A Sizing Exercise Example


With all these considerations in mind, we recommend you go through a similar exercise as below when planning your Workspace deployment. 


Step 1: Estimate the number of CML Users and optionally whether these will be working within the same or different Teams, Use Cases, and CDP Data Lakes.


Step 2: Estimate average and peak CPU, Memory, and optionally GPU consumption per User. If planning on more than one Team, determine if the average and peak dramatically varies between them.


Step 3: Decide if you need more than one workspace. Try to group users into Teams and Use Cases as much as reasonably possible based on similarities in Data Lake Access, average and peak consumption. Other factors may include whether users need GPUs, special Ranger ACLs, and types of workloads (e.g. primarily hosting API Model Endpoints vs Exploratory Data Science in Notebooks vs Spark ETL in CML Jobs). 


Step 4: Sum up all CPU, Memory, and GPU required per workspace at peak and average, then add 20%. 

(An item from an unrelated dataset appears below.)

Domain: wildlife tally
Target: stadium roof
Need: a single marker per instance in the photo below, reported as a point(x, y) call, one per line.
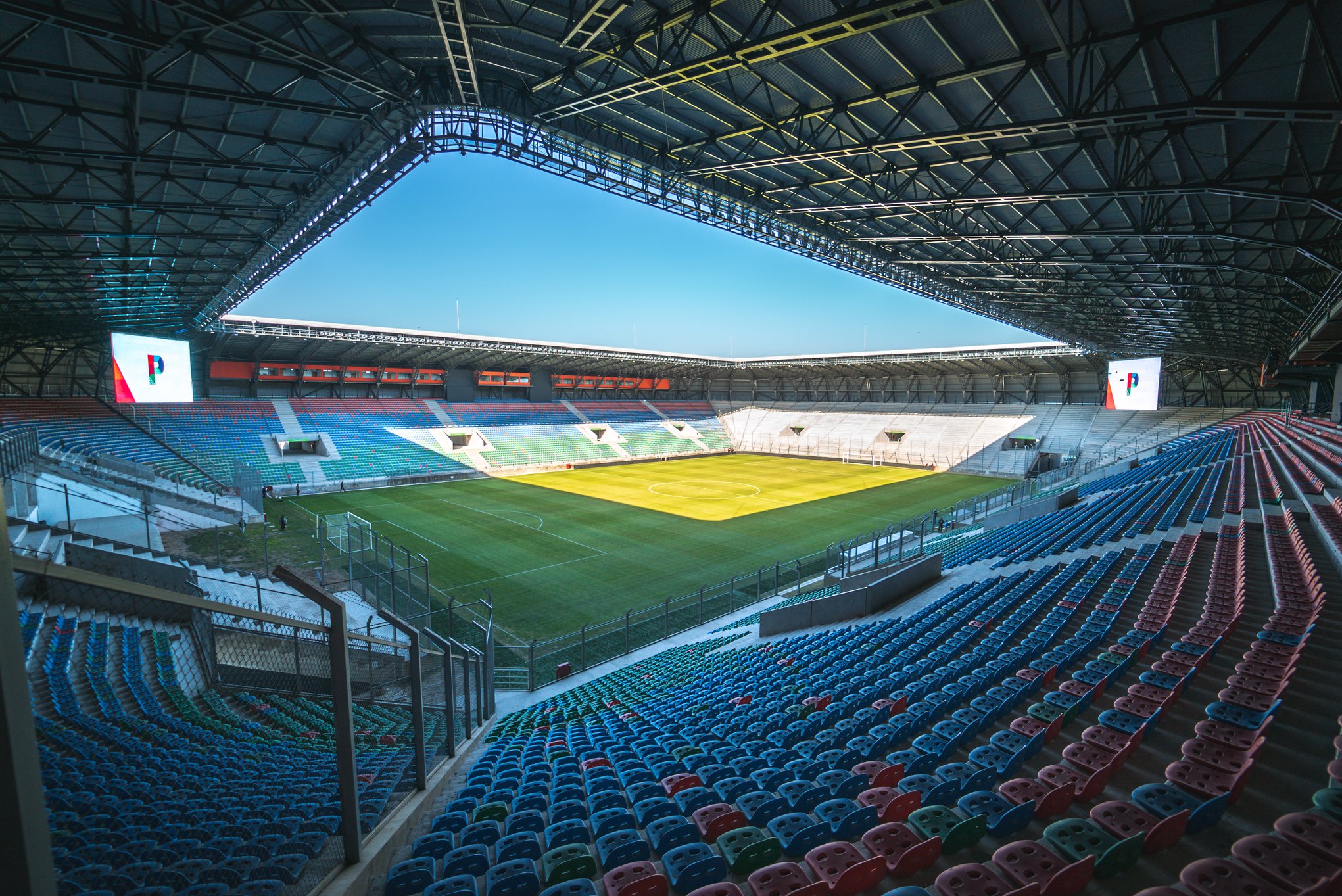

Step 5: Look up CPU, Memory, and GPU resources per AWS or Azure Instance types and estimate how many instances would be required to fit the sum from Step 4. Pick an Instance Type that will fit most of your average workloads with a reasonable instance count (i.e. within the 3-6 range) and your peak workloads with no more than 10 instances. If this is not possible, divide the workload further into two separate workspaces where one has the same or smaller instance types and the other has larger instance types.   




In this article, we highlighted some of the most fundamental considerations for sizing a CML Workspace. In summary:


  • CML Workspaces are autoscaling Kubernetes clusters providing Workload Isolation. CML automatically deploys and manages the infrastructure resources for you and requires no knowledge or interaction with the Kubernetes resources under the hood.
  • When planning for the deployment of Workspaces it is important to keep in mind that multiple Workspaces can and should be deployed based on Use Case, Team, Function, and Resource Consumption estimates. 
  • Generally, sizing a Workspace consists of an exercise of estimating average and peak consumption in terms of CML Resource Profiles and mapping the estimates to AWS or Azure Instance Types. Additional considerations such as workload type, Data Lake access and SLAs should be prioritized as decision factors.